Roxaneが(たぶん)彼女はこのツールのことを本にするためにやってきたイラストレーターで、帯同して取材をするよ、みたいなことをフランス語で説明してくれたので、なんとかこれだけは、と覚えたフランス語で、じゅまぺーる餃子隊員(本当はあたりまえだけど本名を言った)、と自己紹介をする。
頭の中は、推しがいる!!! 推し!!! 近い!!! でいっぱい。
そしてフフ、と笑い声をもらした推しの口から出てきた言葉とは!!!
「じゅまぺーるしるゔぁん」
存じ上げております!!! お茶目!!! かわいい!!!
そして追い討ち、死体蹴りが続く。
やめて…餃子隊員のライフはもうゼロよ…。
「ミラノで会ったよね。ねえ、新しいステッカーはある?」
なんと、彼が口にしたのは英語だった。
えーーーーーー!!! 英語じゃん!!!
このひと英語を言うの!? クイックステップ時代、英語で数字を数えただけでスタッフがどよめいた男だよ…?
私がフランス語わかんないから…英語を言ってくれたの…?
いやそれより、開口一番にステッカーか…推しそういうところだぞ…私に限らず、日本人のファンはステッカーを配る民族だと思われていないか? 自業自得なんだけどさ。
そういう心情は表に出さず、というか出せず、ほとんど反射で提げていたサコッシュからステッカーを取り出して渡す。
それで、あの人なんて言ったと思います?
メルシー、じゃなくて、サンキューって、言ったんですよ。
ほんとあなたそういうところだからさあ…人たらし…好き…。
これでもう全部やりきったぐらいになってしまった私は、握手もツーショットもサインも求めずに終わらせてしまった。
バカ…。
そして心臓痛い…となっていたら、そのまま朝食中の他の選手のところへも続けて連行された。
待って待ってキャパオーバー。
大事なレースの初日だというのに、みんなにこやかに挨拶してくれて良かった。ピリピリしている空気はない。
これはツールを通しての印象なのだが、とても朗らかで牧歌的なチームなのだ。当然、真剣な表情で話し合っていることはあるが、根底にあるのはそういう雰囲気だった。
再び自己紹介をしながら、ステッカーを配る…配る…。
クレメントとウィス、エルミガーがいなかったので、彼らには会えなかった。みんなそれぞれ朝食に降りてくる時間が違うのね〜と思う。自分のルーティンがあるのだろう。
朝食会場で挨拶ができた選手の中で、パンタノはすぐにインスタにステッカーの写真をアップしてくれる。人並みに絵描きとしての承認欲求はあるので、褒めてもらえると嬉しい。

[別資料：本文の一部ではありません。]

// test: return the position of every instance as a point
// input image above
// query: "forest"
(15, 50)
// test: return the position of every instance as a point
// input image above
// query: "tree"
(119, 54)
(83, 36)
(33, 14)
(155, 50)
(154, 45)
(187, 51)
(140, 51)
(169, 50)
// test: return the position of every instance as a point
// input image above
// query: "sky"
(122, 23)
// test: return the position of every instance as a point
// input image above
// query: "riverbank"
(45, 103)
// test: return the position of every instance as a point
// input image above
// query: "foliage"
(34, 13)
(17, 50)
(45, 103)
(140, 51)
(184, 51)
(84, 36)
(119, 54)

今回、せっかくの大舞台だからとツールへ出場する選手全員分の似顔絵を用意したので、絵を描くために全員の名前と経歴はざっくり覚えられたのですごいよかった。描けば覚える。描いて覚える。絵描きの特技であり、特権だなと思う。
これで自信をつけた私、そういえばチームウエアとかをあげるからと言われたので、着替えの服は必要最低限しか持ってきていないのですが?? ということを思い出して、Roxaneに聞いてみる。
すると、そんなものはない、余剰はない、と一蹴されてしまった。
あーーーーーこれAlfonsoからもろもろ伝わってないやつ!伝わってないやつだ!!

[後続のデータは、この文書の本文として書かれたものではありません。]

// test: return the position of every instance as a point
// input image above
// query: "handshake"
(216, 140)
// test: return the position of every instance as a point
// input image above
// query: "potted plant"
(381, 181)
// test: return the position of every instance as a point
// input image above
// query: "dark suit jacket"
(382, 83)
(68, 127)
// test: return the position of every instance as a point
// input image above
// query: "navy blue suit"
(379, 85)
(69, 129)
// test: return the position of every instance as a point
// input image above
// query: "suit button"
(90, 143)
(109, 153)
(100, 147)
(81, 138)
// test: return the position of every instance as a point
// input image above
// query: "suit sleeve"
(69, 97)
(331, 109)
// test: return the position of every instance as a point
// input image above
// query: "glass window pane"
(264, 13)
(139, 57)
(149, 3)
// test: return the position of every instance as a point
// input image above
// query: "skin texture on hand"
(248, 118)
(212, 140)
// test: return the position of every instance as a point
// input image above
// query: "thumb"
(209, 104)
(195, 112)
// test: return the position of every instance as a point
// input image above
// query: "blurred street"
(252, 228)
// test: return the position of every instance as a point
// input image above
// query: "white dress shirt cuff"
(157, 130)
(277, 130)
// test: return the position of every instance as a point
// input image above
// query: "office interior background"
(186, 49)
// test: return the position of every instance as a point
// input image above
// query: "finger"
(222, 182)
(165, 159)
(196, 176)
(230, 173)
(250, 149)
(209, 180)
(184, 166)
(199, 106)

いや…いいですけど…なんとかします…そっか…となる。
ぶっちゃけ、もうちょっと、なんというかサポートしてもらえると思ってたけど…そういうのは自分でもぎとらないといけないのだな、と改めて実感した。
お客様じゃない。選手が第一だし。わかってる。しゃーなしやけど、些細なことだけど、良いことと悪いことが交互に押し寄せてくる、そんな感覚だった。
第一ステージを前に、えらい情緒不安定になってしまった。
ぐんにゃりしたまま、第一ステージのタイムトライアルの会場へ。コースはユトレヒトの街中だ。

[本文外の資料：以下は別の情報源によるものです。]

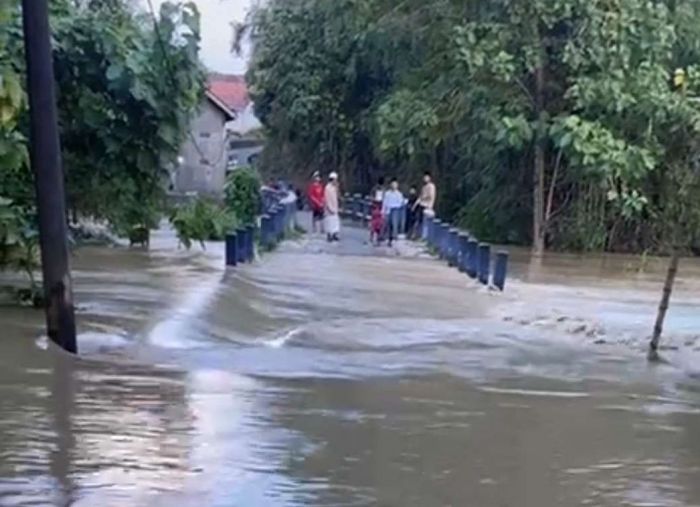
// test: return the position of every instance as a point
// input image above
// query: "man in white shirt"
(331, 208)
(425, 206)
(391, 208)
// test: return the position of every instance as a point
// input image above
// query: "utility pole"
(45, 155)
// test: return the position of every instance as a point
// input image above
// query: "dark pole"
(45, 155)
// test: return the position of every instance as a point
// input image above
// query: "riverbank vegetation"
(562, 124)
(127, 85)
(553, 123)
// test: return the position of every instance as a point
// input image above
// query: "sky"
(218, 16)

選手たちはタイムトライアルバイクに乗って自走で向かう。
ホテルの駐車場で出待ちをしてサインをもらっていた子供たちがそれを追ってわ〜っと走り出したのがかわいかった。
余談だが、シャヴァネルは長いツールに備えて、いつも初日に向けてばっさり散髪するようにしてるらしく、ツールの序盤はほとんど角刈りみたいになってる年が多い。けど今年はそうしていなくて、私の大好きなゆるく巻いた茶色の髪がほどよい長さのままだ。生で見られたこのタイミングで、私の一番好きな髪型でいてくれたことはすごいラッキーだった。
私もチームの車に乗って会場へ移動する。ホテルの周りにある木々が、四賞ジャージのカラーに装飾されていることにここで気付く。さすがツールだ。お祭りだ。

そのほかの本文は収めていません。